TIEMPO El tiempo en Sevilla pega un giro radical y vuelve a traer lluvias

La vieja aspiración de una Europa unida no sólo no avanza, sino que parece retroceder, lastrada por el auge de un populismo radical y oportunista con el euroescepticismo y la crisis de liderazgo. La realidad es que nunca fue concebido como un proyecto susceptible de engendrar un liderazgo tan potente como para aglutinar a todos los socios bajo un mismo impulso y dirección. Más bien todo lo contrario, pese al riesgo de tensiones políticas como las que efectivamente han ocurrido, que alimentan el desacuerdo, la fragmentación y los obstáculos.

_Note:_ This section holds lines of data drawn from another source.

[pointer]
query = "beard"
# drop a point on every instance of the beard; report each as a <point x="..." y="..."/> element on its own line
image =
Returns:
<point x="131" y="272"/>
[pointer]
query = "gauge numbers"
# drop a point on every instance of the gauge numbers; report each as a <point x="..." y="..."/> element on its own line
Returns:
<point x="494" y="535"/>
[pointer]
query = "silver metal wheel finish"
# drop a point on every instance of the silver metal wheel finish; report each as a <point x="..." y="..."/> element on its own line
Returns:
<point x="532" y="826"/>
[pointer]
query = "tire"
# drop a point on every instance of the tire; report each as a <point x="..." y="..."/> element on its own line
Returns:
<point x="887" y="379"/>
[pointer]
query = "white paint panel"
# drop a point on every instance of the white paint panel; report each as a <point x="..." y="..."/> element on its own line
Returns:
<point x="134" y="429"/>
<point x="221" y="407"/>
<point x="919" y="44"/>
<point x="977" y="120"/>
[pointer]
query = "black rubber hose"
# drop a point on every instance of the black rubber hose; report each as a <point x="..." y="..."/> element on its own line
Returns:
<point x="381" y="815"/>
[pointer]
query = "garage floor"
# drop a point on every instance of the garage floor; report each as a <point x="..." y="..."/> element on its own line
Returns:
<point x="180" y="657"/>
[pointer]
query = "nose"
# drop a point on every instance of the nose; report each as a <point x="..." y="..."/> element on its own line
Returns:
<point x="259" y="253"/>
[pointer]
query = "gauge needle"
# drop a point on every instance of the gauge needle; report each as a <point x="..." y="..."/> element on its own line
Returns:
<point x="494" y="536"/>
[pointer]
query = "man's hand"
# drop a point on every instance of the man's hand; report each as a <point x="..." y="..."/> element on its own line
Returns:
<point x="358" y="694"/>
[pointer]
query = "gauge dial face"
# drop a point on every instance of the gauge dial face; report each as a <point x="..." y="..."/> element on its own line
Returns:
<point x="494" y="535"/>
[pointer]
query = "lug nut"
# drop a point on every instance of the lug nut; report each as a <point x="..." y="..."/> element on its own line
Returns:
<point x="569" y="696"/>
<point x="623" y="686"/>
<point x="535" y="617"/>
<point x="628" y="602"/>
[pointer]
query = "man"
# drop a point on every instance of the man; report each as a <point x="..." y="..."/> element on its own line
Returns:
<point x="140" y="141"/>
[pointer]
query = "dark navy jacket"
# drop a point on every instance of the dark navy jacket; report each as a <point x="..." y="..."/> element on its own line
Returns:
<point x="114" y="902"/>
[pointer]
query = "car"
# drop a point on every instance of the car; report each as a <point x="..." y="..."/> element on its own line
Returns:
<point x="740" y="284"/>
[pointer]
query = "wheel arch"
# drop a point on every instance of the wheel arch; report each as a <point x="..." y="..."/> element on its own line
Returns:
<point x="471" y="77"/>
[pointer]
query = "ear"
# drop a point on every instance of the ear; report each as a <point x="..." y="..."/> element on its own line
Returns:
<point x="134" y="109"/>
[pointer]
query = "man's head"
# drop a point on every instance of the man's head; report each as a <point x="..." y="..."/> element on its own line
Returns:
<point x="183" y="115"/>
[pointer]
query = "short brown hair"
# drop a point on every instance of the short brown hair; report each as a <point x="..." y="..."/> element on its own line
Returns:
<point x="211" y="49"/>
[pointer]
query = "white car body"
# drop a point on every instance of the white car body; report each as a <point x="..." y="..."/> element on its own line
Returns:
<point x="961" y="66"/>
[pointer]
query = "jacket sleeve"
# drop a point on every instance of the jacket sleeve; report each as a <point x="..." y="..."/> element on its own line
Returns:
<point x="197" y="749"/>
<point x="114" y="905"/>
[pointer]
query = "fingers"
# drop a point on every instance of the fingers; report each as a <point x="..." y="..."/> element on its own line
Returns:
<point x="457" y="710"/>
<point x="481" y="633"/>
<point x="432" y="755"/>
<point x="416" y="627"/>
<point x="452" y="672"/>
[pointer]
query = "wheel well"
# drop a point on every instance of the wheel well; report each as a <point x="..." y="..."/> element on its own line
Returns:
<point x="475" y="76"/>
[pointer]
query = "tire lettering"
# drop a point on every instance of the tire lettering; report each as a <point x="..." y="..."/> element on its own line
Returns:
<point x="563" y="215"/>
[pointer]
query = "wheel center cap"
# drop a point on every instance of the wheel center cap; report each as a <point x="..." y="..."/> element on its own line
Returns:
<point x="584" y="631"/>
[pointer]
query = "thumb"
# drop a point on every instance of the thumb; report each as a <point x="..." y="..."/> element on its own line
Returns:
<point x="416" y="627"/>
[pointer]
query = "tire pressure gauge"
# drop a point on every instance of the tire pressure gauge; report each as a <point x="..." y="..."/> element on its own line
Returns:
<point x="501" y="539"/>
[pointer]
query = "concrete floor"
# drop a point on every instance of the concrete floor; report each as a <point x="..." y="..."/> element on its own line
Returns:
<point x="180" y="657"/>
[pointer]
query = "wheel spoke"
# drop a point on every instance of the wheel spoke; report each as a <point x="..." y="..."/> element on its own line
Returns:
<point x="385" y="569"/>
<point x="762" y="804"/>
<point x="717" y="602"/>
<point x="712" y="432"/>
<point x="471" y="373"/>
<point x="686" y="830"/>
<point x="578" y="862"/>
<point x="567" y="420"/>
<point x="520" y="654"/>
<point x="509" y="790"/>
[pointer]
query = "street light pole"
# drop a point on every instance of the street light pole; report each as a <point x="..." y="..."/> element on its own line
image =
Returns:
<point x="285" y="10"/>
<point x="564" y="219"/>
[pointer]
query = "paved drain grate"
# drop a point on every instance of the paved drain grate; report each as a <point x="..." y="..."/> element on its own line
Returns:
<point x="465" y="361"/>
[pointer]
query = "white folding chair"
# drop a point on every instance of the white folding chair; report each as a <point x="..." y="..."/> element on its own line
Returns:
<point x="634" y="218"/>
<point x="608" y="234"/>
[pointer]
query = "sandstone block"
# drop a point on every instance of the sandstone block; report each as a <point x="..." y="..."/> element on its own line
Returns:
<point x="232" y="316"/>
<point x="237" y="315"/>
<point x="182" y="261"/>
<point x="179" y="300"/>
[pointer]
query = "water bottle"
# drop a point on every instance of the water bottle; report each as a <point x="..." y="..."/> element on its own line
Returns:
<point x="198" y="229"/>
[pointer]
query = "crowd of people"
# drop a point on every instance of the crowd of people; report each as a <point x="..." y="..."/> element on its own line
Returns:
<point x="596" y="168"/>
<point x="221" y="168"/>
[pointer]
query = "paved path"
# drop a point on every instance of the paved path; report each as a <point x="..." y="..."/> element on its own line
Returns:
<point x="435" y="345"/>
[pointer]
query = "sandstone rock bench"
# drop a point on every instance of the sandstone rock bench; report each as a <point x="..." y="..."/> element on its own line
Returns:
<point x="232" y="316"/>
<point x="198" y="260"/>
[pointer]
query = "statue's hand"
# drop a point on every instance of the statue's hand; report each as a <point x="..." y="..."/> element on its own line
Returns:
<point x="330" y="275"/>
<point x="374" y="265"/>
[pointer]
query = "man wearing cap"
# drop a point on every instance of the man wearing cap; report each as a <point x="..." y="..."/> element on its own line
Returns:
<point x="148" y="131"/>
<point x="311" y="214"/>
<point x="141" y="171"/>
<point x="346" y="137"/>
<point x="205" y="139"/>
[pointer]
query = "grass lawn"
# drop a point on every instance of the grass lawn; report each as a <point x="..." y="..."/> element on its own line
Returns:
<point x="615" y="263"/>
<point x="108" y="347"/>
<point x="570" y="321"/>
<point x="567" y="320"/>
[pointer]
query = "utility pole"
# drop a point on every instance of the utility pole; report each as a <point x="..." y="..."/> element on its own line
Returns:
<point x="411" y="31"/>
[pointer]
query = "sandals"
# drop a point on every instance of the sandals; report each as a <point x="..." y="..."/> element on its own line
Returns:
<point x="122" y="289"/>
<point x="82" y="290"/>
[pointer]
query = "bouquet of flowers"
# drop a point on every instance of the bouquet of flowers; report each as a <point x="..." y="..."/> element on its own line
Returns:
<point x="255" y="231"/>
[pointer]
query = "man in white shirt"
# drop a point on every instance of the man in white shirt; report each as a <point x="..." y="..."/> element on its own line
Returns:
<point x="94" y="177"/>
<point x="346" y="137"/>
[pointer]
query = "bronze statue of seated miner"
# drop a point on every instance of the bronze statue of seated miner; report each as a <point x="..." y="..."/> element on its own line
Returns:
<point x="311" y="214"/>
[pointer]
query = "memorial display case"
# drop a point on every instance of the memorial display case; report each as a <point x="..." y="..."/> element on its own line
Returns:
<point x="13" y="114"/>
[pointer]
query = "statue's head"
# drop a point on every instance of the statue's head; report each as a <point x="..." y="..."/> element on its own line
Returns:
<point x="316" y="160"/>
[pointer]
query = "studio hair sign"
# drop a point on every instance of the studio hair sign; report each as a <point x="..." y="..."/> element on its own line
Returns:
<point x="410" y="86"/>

También en España son perceptibles las señales de aluminosis institucional por la acción erosiva de los nacionalismos excluyentes del norte y del formidable aliado que encuentran en las acciones coordinadas de protesta callejera, sospechosas en algunos acasos de estar más interesadas en objetivos de desgaste y desestabilización, que en resolver problemas reales. Algo parecido ocurre en Italia y en Bélgica, aunque con menor presión que en las calderas españolas, mientras que en el Reino Unido, Alemania, Polonia o Hungría también crece la disconformidad con el modelo político y social europeo y resucitan el fantasma de la división y el enfrentamiento.

Putín, Erdogan o Xi Jinping encarnan la figura del líder fuerte, infalible y protector que, en mi opinión, o quizá en mi deseo, no tiene mucho recorrido en estos tiempos. Duerme tranquilo, que yo me encargo de defenderte de los que, casi siempre desde fuera, amenazan tu seguridad y tus intereses. El propio Trump y algunos otros, con bastante menor habilidad, como Maduro, engrosarían una lista de liderazgos trasnochados que no encajan con los flujos de información completa y en tiempo real a través de redes sociales y medios digitales. El líder que se busca ha de ser inteligente y con capacidad de ilusionar, por supuesto, pero también con un sentido renovado de la ética, la transparencia y la responsabilidad.

Se trata de trasladar a la política la idea de responsabilidad social corporativa que se instaló en Europa a finales del pasado siglo, según la cual los dirigentes empresariales deben comprometerse con la creación de empleo, el bienestar de los trabajadores, la cohesión social y el medio ambiente. Hasta entonces se aceptaba que la responsabilidad básica del directivo era la defensa del interés de los accionistas, en muchos casos limitado a maximizar el beneficio a corto plazo.

A la empresa del siglo XXI se le pide también compromiso y utilidad social, lo que implica una transformación radical del liderazgo empresarial. Las compensaciones en forma de capital a directivos aumentan frente a las salariales y no sólo rinden cuentas frente a accionistas y eventuales inversores a corto plazo, sino también frente a sus trabajadores y al conjunto de la sociedad. Si llevamos este principio al mundo de la política, sus implicaciones serían importantes.

Supondría, por ejemplo, que el líder político debe asumir su responsabilidad ante el conjunto de la sociedad y que la pretensión de eludirla recabando el apoyo de las bases de su partido, el equivalente a los accionistas en una empresa, deja fisuras morales impropias de los tiempos que corren.